After Eckley retired, she read an article in The Vindicator about a meeting of the McGuffey Historical Society.
“My mother never joined,” she said. “I don’t know why. She cut out everything [in the newspaper] about the society.”
Eckley said she joined the society and has been vice president “for a long time.” She added that Richard Scarsella, the society’s president, plays a huge role in keeping the society going.
“Richard thinks preservation is so important,” she said. “In 1964 there used to be over 100,000 members in McGuffey historical societies. Now we’re the last society. If it weren’t for us, I don’t know what would happen.
Scarsella said Eckley is very modest about beginning the Front Porch Storytellers group. In honor of McGuffey, who read his stories on his front porch, Eckley and other members of the society go out into the schools to read McGuffey stories to children.”
“As a historical society, we get invited to speak to groups,” Eckley said. “When I go, I tell stories. Adults love to be told stories, too.
She said some of the McGuffey Readers are still in print today and are used in a lot of church schools and for home-schooled children. She has several copies of different readers that people have given to her over the years.
“The readers also teach cursive underneath the printed words,” she pointed out.
Eckley said she attends Founder’s Day at McGuffey Elementary each year, where she tells the children stories.
“My mom was always really proud that the McGuffeys came from the Coitsville area,” she said. “And my dad was from Pennsylvania so we would go back to see the cemetery where the McGuffeys there were buried. He would tell me, ‘this is where your ancestors are buried.’”
Eckley said that along with history, she has another love: ministry.
“I had wanted to become a minister, too,” she said with a sigh. “But my minister said, ‘Women don’t become ministers; they marry them.’ But now, since I’ve retired, on the first and fifth Tuesdays of each month I do a worship service at Liberty Arms. I call the people there ‘my little congregation.’”
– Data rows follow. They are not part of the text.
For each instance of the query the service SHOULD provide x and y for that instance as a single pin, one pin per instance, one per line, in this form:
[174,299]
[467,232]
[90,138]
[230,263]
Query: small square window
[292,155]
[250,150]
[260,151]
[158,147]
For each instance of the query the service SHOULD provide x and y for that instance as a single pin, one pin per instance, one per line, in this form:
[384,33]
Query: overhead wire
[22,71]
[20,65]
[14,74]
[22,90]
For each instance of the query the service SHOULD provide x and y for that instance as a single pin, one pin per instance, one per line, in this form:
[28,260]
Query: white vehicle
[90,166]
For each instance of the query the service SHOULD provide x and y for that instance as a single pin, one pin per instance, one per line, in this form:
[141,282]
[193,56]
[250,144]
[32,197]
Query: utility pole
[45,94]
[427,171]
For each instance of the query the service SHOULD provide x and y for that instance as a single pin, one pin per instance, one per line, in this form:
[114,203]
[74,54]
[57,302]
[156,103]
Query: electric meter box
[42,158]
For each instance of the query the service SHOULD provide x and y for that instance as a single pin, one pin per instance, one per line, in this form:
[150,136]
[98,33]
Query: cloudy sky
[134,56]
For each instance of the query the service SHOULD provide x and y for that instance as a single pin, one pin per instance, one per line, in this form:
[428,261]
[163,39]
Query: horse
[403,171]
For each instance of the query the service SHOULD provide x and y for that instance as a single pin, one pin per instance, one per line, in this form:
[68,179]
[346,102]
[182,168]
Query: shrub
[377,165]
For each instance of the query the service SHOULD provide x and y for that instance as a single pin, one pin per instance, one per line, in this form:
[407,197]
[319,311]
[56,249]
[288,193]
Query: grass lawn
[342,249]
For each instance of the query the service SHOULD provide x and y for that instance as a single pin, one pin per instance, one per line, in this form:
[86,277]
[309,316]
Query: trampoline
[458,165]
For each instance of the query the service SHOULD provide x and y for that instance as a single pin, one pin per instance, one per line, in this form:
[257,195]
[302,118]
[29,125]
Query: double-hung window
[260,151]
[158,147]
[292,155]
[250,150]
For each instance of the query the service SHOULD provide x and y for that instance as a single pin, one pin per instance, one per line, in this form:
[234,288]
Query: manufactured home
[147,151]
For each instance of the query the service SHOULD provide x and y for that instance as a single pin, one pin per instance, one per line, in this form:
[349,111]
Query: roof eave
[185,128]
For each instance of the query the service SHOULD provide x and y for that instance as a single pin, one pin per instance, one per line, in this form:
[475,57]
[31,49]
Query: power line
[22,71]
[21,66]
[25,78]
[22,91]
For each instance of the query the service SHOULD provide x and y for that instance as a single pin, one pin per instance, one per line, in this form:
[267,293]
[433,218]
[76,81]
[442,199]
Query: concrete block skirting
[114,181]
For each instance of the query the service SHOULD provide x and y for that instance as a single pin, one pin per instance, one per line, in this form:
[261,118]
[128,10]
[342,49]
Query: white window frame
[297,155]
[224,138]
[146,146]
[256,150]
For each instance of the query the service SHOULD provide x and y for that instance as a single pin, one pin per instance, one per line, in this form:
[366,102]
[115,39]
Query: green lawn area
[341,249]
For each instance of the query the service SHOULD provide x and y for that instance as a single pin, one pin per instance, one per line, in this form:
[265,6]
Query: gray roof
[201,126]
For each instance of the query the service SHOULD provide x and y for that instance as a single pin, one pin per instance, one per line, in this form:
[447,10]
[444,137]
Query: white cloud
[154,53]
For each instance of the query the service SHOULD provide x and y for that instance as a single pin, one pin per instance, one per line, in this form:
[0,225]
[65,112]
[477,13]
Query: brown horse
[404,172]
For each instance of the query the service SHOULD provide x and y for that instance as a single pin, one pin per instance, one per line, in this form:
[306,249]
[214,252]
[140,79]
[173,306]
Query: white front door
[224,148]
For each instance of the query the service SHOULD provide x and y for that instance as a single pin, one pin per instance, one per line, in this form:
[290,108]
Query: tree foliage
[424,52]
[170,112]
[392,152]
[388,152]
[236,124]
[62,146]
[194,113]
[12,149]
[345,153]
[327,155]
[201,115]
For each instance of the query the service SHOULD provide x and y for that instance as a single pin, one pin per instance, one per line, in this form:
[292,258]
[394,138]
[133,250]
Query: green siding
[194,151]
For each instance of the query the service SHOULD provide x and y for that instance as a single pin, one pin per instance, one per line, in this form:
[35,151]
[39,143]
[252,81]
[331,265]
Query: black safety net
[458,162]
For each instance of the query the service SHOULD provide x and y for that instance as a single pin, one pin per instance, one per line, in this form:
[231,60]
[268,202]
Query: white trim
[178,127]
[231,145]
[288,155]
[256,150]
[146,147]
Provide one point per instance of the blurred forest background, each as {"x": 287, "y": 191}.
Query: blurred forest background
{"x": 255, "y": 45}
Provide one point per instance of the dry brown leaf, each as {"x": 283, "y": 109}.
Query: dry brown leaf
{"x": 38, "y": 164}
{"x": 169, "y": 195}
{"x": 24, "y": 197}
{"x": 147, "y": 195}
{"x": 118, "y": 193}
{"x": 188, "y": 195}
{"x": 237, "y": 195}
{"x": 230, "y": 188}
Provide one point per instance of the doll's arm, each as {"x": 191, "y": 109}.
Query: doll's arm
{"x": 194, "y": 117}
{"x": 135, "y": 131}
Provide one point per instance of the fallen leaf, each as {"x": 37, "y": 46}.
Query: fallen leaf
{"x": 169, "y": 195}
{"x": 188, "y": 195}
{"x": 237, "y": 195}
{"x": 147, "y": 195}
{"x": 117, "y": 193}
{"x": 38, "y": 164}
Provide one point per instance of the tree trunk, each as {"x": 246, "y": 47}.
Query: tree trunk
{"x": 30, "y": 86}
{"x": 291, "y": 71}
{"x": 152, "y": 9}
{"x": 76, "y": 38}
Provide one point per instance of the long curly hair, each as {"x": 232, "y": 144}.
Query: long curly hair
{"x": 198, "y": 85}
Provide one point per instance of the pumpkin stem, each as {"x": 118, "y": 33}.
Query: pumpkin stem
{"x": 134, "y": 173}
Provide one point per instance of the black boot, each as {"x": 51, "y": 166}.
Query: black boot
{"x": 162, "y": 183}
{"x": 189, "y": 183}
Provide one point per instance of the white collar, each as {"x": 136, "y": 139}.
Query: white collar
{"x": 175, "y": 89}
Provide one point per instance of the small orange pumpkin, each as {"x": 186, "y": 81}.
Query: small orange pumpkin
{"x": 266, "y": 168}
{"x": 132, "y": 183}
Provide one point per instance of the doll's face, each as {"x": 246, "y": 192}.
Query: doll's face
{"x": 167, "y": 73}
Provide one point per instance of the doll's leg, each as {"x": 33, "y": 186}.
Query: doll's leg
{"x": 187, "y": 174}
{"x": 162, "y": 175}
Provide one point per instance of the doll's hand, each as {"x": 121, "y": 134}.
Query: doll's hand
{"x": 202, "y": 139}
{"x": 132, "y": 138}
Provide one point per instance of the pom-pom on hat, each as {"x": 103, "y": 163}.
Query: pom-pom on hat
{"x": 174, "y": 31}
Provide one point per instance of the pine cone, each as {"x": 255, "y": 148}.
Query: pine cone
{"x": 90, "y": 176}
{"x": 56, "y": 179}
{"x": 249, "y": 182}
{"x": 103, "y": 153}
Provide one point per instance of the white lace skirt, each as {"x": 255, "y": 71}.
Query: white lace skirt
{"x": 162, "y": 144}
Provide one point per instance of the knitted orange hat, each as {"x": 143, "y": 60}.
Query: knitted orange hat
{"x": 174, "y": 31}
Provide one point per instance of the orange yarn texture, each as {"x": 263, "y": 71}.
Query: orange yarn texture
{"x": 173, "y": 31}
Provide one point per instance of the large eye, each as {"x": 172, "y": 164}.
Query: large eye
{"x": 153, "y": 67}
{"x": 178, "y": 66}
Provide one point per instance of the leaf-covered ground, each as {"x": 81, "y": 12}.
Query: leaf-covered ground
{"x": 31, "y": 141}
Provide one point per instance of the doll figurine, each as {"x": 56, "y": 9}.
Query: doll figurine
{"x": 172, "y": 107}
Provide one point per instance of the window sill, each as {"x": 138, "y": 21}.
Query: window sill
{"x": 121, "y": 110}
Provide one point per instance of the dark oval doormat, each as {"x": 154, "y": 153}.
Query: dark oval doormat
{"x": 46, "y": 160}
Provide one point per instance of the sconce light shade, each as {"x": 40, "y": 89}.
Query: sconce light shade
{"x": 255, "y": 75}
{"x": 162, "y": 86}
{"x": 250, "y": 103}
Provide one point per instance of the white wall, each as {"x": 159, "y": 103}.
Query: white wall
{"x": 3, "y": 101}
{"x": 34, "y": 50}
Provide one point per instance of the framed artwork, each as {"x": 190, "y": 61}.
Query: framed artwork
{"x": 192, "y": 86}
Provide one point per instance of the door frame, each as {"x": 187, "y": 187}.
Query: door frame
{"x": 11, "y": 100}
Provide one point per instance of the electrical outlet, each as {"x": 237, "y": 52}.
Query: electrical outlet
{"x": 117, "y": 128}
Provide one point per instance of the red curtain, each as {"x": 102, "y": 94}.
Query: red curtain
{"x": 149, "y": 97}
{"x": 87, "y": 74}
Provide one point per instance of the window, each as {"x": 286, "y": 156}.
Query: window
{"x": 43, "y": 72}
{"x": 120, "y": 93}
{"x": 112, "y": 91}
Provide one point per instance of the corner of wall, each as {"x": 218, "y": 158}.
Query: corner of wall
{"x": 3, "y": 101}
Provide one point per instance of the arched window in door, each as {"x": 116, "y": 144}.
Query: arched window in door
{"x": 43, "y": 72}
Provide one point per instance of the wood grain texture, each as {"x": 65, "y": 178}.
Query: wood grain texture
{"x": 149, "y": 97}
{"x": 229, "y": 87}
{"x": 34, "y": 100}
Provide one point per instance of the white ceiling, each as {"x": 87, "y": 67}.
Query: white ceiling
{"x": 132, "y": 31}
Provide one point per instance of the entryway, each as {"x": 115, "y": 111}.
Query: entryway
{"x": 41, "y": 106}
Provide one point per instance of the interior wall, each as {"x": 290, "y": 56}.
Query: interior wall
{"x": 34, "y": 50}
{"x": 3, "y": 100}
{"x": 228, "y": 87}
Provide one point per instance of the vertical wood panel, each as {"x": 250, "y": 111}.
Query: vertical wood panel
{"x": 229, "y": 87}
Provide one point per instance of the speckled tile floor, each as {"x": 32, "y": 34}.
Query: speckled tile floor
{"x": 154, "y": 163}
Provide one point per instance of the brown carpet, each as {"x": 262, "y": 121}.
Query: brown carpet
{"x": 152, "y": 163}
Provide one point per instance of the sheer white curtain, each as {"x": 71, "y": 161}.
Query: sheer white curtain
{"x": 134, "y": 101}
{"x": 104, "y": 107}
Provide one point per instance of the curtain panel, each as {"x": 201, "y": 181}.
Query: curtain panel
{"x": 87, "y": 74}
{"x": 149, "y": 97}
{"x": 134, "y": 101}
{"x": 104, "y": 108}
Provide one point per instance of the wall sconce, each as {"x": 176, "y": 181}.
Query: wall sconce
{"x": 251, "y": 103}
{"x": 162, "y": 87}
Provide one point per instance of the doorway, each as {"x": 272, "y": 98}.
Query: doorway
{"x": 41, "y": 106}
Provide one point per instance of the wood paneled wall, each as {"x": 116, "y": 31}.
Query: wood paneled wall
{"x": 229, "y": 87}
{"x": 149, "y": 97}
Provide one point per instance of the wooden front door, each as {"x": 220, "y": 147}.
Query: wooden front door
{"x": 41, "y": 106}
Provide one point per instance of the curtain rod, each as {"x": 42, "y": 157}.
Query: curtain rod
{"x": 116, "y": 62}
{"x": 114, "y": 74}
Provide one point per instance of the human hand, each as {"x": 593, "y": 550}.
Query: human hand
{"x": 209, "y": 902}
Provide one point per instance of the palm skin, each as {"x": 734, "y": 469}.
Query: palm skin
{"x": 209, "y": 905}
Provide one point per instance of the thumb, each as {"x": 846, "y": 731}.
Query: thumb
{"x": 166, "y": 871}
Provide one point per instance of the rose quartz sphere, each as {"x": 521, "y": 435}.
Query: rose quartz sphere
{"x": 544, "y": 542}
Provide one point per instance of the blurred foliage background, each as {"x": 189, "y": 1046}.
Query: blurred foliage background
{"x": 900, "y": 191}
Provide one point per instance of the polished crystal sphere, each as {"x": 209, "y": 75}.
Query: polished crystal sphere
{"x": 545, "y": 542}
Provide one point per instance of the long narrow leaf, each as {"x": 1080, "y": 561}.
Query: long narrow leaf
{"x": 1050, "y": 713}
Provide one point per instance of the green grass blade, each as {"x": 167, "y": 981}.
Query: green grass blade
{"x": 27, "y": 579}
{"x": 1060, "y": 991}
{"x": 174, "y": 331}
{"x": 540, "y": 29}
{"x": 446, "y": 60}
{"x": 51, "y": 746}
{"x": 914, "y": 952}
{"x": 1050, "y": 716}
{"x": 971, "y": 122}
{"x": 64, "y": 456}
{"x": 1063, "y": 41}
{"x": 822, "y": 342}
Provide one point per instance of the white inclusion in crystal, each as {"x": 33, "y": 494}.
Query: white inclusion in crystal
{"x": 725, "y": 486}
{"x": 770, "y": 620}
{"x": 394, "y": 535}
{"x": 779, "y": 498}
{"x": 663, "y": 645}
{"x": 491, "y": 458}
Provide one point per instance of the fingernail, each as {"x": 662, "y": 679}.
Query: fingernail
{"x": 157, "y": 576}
Eckley said she also keeps busy as a member of the Eastern Star Grand Chapter of Ohio, where she has just started a one-year position as the Grand Esther. This position will require her to go all over the state.
“We’re a Masonic family,” she said. “I’ve been in Eastern Star for over 50 years. I was a Rainbow Girl and then joined at 18. Tom is a Mason, and my daughter Heather is in Eastern Star. We raised $4,500 for the James Cancer Center in Columbus. When my husband got cancer, we saw how much this means when you face it personally. He’s cancer-free now.”
With all the activities Eckley has, she stays with the McGuffey Historical Society because she feels history is important.
“The contributions William Holmes McGuffey made to education are going by the wayside,” she said. “His museum at Miami [Ohio] University used to be open all the time, and it’s not now. He used to be in history books, but not now.”
“I just feel history is so important,” Eckley said. “How can you go forward if you don’t know the past?”